If you’re a leader you will receive criticism. The only people who are immune from criticism are people who fail to take action, express an opinion, make an argument, or create something. In many ways, receiving criticism is a sign that you’re making a contribution to your organization, your church, or to society. Criticism is not necessarily the mark of a dysfunction organizational culture, although it can be. In many ways, the absence of criticism (disagreement) can be more symptomatic of organizational dysfunction.
The ability to effectively deal with criticism is a critical competency for leaders, especially for leaders of public organizations (like churches) that include people from a variety of backgrounds and fundamental beliefs. Not handling criticism well often leads to very public flameouts.
I’ve had my fair share of criticism over the years from more than one source and in more than one context. Dealing with criticism can be very difficult, especially it is about something that matters deeply to you. It can be tempting to throw in the towel. However, the places where we are most vulnerable to criticism, the places we care about most deeply, are also the places where we are most needed to invest ourselves.
In light of that I offer five ways to handle public criticism:
1. Do your due diligence. Think about what criticism may arise around your decision. Are they merited? Is the cost of the criticism greater than the value of the decision? Think about this before you place yourself out there so it will be settled in your mind.
2. Get the advice of trusted counselors. There is wisdom in a multitude of counsellors so make sure that you run your idea by several friends who can help you think through your decision.
3. Filter the voices. You need to think, in advance, about who are the voices you will listen to. If you have settled 1 and 2 it will be easier to deal with number 3. Don’t listen to any old Tom, Dick, and Harry as the English say. There will be online chatter. Some of it will be criticism that is helpful and constructive and offered in a generous spirit. Some will simply be snarky. You cannot defend your decision against all voices–choose well the voices you will engage.

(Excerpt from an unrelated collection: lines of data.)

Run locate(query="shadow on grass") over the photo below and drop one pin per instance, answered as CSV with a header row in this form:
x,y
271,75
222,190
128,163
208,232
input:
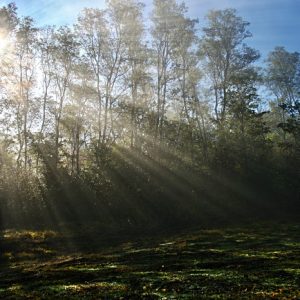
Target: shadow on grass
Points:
x,y
258,261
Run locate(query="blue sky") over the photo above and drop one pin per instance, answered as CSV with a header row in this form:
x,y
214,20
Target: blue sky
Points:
x,y
273,22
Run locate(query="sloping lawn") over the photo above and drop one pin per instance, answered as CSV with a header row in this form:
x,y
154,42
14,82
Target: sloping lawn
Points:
x,y
253,262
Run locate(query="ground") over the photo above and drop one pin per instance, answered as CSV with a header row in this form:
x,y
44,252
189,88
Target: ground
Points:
x,y
258,261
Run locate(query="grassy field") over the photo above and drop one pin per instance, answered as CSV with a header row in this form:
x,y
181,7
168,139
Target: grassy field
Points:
x,y
260,261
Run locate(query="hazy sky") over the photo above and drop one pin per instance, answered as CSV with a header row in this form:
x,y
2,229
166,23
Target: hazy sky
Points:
x,y
273,22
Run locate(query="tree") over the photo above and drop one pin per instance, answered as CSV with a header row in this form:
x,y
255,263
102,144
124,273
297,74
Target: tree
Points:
x,y
283,80
226,56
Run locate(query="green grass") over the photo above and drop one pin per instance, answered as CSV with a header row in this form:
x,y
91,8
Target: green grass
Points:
x,y
253,262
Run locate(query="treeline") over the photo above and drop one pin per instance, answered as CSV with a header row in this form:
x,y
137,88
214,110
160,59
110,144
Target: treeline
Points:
x,y
129,123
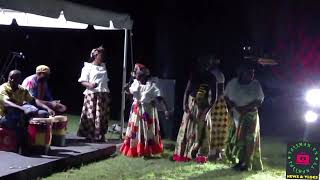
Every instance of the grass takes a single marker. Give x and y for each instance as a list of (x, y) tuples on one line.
[(120, 167)]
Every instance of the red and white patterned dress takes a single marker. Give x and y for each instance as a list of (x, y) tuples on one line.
[(143, 131), (94, 117)]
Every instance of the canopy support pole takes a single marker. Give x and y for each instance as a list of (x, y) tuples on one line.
[(124, 76)]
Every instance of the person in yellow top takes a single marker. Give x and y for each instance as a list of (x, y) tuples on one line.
[(14, 112)]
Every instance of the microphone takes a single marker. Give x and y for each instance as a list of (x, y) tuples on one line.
[(18, 54)]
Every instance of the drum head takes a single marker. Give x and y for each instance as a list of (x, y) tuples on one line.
[(41, 121), (60, 118)]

4. Take action or make changes when appropriate. Sometimes you will have to change your decision based on the reality in the organization in which you lead. Don’t rush to do this and do not make your default a willingness to change as soon as there is push back. Do, however, have an idea of what or who will influence you to rethink a decision. When necessary, be willing to make a course alteration.
5. Own your decision. Nothing is more counterproductive than failing to own a decision. Often this comes in the form of blaming others for a change of course (#4) that you feel coerced into. If you change your mind, backtrack, or otherwise alter your course, admit that. If you’re not wrong, don’t back down. If you do back down, don’t play the victim. Simply state that given reality on the ground, you’ve decided to pursue a different direction.